21 Outubro 2021

Quase dois meses após o fim das operações de transporte aéreo no Afeganistão, as pessoas que ficaram para trás enfrentam grandes obstáculos na procura de segurança fora do país, referiu hoje a Amnistia Internacional. Num novo briefing, a organização destaca como os países vizinhos fecharam as suas fronteiras aos afegãos sem documentos de viagem, deixando muitos sem outra alternativa que não fosse as travessias irregulares. Por sua vez, os países da Europa e da Ásia Central sujeitaram os afegãos a retornos ilegais e forçados, detenções e deportações, em vez de concederem proteção às pessoas que chegam ao seu território de forma irregular – tal como exigido pelo direito internacional.

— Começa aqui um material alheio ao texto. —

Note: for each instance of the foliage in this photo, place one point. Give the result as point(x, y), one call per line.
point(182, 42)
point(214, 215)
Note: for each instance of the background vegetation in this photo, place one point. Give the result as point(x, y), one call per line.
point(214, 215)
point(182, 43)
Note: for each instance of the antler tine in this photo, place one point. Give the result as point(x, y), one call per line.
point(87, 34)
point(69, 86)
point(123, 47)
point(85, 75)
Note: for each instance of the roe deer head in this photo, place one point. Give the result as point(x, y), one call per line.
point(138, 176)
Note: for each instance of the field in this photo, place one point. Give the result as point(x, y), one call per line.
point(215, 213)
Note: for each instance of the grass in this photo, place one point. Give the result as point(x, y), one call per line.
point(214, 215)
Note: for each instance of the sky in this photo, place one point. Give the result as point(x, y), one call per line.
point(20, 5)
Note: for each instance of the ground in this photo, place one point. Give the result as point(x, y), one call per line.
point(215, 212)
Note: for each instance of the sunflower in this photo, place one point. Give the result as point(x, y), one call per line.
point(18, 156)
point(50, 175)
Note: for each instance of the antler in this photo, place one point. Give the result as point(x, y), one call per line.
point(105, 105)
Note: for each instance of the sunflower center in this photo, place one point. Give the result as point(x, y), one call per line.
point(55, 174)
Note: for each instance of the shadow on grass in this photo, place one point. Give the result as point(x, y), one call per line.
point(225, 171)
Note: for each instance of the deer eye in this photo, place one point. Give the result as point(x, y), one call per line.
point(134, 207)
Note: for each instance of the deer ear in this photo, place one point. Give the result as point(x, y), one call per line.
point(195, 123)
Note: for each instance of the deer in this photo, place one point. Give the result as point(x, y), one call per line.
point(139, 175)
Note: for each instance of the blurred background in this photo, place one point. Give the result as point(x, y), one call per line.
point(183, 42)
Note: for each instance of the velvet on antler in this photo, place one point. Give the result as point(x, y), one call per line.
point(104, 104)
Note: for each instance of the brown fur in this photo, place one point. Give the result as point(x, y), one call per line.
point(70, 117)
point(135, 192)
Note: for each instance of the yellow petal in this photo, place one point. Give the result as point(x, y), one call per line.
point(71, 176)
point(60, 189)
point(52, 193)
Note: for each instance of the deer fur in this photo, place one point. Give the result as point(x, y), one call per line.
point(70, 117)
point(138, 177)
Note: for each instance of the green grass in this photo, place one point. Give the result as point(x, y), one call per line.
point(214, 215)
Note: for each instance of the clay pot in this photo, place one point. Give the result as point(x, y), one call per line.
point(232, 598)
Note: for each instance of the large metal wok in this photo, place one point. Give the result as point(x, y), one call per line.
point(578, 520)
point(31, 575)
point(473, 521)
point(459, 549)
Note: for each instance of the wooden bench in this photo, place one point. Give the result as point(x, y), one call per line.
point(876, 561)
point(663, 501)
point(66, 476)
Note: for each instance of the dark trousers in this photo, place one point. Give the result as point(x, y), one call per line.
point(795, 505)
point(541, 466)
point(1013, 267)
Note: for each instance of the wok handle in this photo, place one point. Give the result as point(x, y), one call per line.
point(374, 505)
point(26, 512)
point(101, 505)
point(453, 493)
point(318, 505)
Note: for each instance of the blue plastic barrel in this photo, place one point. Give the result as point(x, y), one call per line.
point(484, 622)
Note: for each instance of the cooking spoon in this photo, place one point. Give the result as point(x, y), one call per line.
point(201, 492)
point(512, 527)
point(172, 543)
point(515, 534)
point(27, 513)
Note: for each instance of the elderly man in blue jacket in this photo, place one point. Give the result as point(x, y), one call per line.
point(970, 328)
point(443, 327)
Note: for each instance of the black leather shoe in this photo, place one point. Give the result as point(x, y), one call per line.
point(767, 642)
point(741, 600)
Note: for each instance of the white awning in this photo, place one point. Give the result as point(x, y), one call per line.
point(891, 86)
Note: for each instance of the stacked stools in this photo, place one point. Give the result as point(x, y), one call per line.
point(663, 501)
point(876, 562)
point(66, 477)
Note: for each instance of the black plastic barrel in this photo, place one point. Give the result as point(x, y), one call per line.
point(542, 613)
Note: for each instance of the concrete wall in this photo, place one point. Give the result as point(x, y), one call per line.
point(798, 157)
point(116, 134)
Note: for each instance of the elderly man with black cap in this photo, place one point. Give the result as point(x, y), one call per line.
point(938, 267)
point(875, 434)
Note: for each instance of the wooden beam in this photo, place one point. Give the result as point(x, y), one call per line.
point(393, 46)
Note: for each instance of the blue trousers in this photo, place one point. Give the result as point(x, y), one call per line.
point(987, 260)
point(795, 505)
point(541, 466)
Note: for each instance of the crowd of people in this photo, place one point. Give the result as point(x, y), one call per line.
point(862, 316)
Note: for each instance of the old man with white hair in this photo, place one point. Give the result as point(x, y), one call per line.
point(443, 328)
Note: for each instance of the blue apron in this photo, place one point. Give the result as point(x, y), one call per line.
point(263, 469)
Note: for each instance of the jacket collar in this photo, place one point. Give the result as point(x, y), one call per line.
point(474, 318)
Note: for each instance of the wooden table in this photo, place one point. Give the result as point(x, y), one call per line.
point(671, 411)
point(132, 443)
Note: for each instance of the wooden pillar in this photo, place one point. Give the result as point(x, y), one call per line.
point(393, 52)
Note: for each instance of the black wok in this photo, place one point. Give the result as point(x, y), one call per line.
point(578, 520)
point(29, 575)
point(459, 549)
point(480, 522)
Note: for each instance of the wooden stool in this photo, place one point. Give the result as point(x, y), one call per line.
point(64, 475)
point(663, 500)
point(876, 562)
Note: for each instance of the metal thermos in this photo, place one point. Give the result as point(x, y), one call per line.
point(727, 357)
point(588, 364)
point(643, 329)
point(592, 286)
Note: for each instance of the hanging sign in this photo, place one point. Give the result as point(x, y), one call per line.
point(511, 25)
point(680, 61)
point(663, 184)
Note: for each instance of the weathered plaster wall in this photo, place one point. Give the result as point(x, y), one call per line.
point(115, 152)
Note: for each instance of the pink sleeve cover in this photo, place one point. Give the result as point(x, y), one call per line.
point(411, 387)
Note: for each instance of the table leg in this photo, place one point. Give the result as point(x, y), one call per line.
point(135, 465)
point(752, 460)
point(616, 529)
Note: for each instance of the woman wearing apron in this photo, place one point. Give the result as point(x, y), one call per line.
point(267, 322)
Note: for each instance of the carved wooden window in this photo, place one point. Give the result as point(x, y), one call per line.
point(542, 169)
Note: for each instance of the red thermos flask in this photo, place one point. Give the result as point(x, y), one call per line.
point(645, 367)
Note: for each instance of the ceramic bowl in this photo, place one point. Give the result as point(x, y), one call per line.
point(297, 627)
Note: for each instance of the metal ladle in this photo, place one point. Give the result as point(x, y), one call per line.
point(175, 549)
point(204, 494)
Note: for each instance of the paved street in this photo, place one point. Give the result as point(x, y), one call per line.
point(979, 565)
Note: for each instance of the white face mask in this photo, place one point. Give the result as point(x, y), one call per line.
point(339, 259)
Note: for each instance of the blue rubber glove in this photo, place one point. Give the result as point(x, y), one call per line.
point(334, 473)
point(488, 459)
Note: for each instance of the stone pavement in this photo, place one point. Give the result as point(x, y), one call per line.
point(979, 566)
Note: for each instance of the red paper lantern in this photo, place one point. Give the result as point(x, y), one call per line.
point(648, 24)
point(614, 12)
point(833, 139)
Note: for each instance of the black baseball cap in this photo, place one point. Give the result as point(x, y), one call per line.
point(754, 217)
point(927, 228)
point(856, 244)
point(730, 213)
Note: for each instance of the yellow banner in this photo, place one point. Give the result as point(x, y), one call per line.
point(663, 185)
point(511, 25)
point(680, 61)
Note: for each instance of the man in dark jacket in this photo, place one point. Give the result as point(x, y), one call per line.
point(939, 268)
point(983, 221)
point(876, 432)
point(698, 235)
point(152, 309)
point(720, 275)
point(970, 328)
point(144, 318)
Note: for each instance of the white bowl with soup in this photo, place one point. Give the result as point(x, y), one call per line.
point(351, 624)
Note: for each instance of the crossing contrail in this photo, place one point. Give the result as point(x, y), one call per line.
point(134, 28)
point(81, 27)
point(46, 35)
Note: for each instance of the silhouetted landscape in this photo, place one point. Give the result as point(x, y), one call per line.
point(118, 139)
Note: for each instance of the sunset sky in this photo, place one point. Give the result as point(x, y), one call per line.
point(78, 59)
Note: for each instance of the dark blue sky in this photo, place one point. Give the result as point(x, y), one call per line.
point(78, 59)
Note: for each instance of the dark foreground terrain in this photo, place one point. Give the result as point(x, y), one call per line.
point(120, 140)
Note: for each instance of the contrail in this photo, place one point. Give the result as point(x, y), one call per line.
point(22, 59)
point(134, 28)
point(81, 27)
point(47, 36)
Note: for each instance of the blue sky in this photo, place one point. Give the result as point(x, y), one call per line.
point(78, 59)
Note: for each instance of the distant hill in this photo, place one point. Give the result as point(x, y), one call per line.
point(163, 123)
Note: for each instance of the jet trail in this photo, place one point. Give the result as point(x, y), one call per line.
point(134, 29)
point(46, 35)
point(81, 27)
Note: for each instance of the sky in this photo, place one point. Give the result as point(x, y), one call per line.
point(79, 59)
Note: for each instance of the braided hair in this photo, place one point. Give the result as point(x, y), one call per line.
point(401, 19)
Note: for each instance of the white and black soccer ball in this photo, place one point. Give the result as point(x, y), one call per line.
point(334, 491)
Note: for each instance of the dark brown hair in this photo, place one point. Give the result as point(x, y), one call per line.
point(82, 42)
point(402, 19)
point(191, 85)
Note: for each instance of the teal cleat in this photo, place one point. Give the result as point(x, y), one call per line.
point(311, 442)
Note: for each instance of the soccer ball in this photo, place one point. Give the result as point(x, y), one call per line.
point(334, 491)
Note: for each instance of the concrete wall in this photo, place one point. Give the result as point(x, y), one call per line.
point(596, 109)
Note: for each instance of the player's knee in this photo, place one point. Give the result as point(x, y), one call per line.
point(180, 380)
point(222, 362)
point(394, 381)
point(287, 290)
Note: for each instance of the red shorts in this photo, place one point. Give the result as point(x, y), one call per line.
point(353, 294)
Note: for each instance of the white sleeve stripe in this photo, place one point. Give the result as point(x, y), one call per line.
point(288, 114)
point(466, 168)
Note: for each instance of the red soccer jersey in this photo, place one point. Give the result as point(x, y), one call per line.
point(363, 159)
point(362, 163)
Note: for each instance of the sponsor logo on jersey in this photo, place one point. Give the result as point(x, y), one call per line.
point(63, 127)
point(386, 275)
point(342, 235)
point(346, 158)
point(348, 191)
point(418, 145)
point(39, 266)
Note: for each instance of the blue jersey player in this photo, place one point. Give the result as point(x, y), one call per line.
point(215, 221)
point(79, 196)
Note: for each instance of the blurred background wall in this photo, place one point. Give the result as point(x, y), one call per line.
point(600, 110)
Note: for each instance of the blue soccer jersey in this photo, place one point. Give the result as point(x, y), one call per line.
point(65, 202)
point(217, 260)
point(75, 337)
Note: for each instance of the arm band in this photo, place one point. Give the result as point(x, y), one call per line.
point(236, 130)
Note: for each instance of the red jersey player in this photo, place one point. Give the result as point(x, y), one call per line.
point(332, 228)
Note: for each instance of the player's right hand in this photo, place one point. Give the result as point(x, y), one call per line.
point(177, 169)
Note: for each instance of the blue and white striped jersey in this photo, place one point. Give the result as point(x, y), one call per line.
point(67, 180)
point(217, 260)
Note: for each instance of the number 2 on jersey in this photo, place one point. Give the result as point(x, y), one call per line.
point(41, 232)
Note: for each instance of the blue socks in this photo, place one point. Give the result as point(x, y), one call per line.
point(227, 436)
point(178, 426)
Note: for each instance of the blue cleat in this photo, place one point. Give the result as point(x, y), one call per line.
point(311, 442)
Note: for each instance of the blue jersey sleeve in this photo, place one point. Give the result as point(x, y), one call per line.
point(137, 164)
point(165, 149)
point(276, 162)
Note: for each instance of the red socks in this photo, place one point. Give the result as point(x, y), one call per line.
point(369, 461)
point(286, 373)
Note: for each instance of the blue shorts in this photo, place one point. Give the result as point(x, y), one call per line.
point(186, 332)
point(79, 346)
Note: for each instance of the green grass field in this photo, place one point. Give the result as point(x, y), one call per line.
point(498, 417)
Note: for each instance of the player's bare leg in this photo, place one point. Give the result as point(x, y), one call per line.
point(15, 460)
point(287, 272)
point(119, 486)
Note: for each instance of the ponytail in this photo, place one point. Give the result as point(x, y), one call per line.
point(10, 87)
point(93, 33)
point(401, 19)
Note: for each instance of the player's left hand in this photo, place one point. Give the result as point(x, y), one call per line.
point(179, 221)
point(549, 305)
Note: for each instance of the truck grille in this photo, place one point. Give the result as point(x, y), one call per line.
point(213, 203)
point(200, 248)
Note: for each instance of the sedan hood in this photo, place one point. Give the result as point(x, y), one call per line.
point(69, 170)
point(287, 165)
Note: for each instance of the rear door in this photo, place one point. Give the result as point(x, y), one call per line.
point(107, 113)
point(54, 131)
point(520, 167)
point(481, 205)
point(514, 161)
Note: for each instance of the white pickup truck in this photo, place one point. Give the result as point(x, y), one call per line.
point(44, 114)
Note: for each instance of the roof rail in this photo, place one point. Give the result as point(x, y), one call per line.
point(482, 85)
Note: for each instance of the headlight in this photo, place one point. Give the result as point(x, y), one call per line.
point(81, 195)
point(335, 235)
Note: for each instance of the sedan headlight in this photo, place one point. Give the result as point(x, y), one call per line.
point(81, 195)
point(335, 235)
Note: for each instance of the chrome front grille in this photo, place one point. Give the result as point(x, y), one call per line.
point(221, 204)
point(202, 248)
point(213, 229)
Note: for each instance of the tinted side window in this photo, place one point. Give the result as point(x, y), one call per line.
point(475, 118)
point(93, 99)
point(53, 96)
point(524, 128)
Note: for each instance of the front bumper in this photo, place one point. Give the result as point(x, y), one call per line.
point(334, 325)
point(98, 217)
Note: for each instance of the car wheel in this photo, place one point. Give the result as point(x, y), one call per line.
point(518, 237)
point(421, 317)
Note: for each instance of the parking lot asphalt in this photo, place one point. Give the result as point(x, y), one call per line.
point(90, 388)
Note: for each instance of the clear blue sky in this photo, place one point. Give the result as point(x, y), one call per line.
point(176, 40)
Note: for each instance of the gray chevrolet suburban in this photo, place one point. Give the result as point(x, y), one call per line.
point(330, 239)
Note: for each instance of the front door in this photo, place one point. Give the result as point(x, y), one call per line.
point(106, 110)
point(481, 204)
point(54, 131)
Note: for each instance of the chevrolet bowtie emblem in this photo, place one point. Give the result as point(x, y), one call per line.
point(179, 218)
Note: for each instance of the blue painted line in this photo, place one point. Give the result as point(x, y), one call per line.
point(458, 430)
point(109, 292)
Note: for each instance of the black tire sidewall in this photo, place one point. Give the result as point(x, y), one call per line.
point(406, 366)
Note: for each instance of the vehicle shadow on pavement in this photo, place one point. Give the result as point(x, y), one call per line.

A Amnistia Internacional apela a todos os países que cumpram a sua obrigação de proteger as pessoas em risco de graves violações de direitos humanos, terminando com todos os retornos forçados ou deportações para o Afeganistão e garantindo o acesso a procedimentos de asilo justos. Devem também tomar medidas urgentes para assegurar a passagem segura dos afegãos que correm grande perigo de serem visados pelos talibãs, minimizando os requisitos de documentação de viagem e oferecendo vistos humanitários às pessoas em maior risco.

“Neste momento, tentar sair do Afeganistão é como uma pista de obstáculos. Desde que os talibãsassumiram o controlo, tem sido quase impossível obter documentos de viagem, o que leva muitas pessoas a arriscarem-se em viagens irregulares que resultam em tratamento punitivo por parte de outros governos. Em vez de encontrarem a segurança e proteção por que procuram, os afegãos que fugiram dos talibãs acabam presos em campos improvisados nas zonas fronteiriças, ou detidos enquanto aguardam a deportação para um destino incerto”, referiu Francesca Pizzutelli, Chefe da Equipa de Direitos dos Migrantes  e Refugiados da Amnistia Internacional.

“Em vez de encontrarem a segurança e proteção por que procuram, os afegãos que fugiram dos talibãs acabam presos em campos improvisados nas zonas fronteiriças, ou detidos enquanto aguardam a deportação para um destino incerto”

Francesca Pizzutelli

“Instamos todos os países a abrirem as fronteiras aos afegãos que procuram refúgio, e a estabelecerem esquemas de reinstalação focados na sua segurança. Os governos devem oferecer proteção internacional aos afegãos recém-chegados e àqueles que já se encontram nos seus territórios, tendo em conta o princípiointernacional de non-refoulement “.

 

Fronteiras fechadas

O briefing da Amnistia Internacional destaca como o Paquistão, Uzbequistão, Irão, Tajiquistão e Turquemenistão fecharam as suas fronteiras aos afegãos que viajavam sem documentos, apesar do riscoiminente de violações de direitos humanos, por parte dos talibãs, àqueles que regressam ao país. Os números da OIM (Organização Internacional para as Migrações) mostram que as autoridades iranianas deportaram 58.279 afegãos indocumentados entre 27 de agosto e 9 de setembro de 2021, enquanto o Uzbequistão revelou, a 20 de agosto, que tinha devolvido 150 pessoas ao Afeganistão, no seguimento de um acordo com os talibãs.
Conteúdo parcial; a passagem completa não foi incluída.